On Reward-Free Reinforcement Learning with Linear Function Approximation

TL;DR

This paper investigates reward-free reinforcement learning with linear function approximation, providing algorithms with polynomial sample complexity under certain conditions and establishing exponential lower bounds in other scenarios.

Contribution

The paper introduces a reward-free RL algorithm with polynomial sample complexity for linear MDPs and proves exponential lower bounds when only the optimal Q-function is linear.

Findings

Polynomial sample complexity for linear MDPs with transition and reward linearity.

Exponential lower bound for reward-free RL when only the optimal Q-function is linear.

Significant separations in sample complexity based on linearity assumptions.

Abstract

Reward-free reinforcement learning (RL) is a framework which is suitable for both the batch RL setting and the setting where there are many reward functions of interest. During the exploration phase, an agent collects samples without using a pre-specified reward function. After the exploration phase, a reward function is given, and the agent uses samples collected during the exploration phase to compute a near-optimal policy. Jin et al. [2020] showed that in the tabular setting, the agent only needs to collect polynomial number of samples (in terms of the number states, the number of actions, and the planning horizon) for reward-free RL. However, in practice, the number of states and actions can be large, and thus function approximation schemes are required for generalization. In this work, we give both positive and negative results for reward-free RL with linear function approximation.

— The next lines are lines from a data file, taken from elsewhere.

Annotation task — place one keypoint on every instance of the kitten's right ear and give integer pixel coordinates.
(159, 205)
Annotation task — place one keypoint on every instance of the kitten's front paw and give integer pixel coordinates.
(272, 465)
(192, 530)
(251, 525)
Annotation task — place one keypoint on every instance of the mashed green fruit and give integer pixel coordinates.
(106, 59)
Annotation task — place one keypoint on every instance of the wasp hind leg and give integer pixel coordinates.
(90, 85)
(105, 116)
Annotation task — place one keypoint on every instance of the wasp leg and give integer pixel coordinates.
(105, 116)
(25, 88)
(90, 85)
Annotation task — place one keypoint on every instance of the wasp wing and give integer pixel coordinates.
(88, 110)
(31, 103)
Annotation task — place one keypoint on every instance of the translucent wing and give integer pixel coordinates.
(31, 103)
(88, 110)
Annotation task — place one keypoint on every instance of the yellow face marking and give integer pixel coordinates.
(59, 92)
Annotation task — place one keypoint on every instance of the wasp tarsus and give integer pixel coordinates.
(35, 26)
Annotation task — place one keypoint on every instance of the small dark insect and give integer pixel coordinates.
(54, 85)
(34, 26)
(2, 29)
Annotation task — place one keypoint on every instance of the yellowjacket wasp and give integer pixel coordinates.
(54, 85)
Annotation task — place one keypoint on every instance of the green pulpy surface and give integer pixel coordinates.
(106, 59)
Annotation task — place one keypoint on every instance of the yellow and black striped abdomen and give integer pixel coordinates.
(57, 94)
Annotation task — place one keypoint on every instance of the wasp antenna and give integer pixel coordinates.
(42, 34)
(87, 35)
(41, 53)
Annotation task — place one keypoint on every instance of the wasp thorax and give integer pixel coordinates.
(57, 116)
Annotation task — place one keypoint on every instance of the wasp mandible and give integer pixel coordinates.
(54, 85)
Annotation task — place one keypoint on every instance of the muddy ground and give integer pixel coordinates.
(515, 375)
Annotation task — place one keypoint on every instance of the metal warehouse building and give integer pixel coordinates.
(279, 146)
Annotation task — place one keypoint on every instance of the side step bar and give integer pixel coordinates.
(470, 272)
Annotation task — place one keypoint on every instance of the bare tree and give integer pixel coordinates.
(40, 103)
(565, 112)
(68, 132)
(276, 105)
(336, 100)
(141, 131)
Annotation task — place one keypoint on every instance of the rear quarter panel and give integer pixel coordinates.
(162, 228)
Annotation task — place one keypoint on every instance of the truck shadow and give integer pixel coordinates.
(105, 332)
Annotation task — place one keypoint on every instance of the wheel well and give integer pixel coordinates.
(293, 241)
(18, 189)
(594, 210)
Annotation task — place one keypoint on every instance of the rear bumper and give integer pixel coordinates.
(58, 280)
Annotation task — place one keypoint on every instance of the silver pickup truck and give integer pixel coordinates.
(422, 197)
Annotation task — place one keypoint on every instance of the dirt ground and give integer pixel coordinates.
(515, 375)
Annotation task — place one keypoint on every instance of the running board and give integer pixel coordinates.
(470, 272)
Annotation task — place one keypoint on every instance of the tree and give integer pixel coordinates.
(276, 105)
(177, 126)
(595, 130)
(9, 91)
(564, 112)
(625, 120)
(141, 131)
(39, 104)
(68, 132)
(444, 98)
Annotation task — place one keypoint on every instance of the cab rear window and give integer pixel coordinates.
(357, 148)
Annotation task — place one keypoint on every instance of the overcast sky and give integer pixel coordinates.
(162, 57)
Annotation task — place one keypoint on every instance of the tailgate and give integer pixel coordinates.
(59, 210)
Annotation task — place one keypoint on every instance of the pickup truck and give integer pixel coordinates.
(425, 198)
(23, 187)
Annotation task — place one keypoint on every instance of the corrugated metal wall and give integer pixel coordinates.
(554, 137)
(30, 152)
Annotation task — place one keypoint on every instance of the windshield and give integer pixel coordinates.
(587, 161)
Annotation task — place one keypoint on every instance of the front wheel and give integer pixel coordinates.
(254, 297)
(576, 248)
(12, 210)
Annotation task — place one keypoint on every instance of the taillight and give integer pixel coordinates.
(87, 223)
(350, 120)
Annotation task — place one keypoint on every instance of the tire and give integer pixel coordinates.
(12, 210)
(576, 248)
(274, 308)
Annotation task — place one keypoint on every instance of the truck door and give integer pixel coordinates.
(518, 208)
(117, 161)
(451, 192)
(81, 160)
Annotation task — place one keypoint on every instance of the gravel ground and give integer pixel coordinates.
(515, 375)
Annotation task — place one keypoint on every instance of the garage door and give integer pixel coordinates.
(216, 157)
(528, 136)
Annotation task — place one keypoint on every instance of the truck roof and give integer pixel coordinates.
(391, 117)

We give an algorithm for reward-free RL in the linear Markov decision process setting where both the transition and the reward admit linear representations. The sample complexity of our algorithm is polynomial in the feature dimension and the planning horizon, and is completely independent of the number of states and actions. We further give an exponential lower bound for reward-free RL in the setting where only the optimal $Q$-function admits a linear representation. Our results imply several interesting exponential separations on the sample complexity of reward-free RL.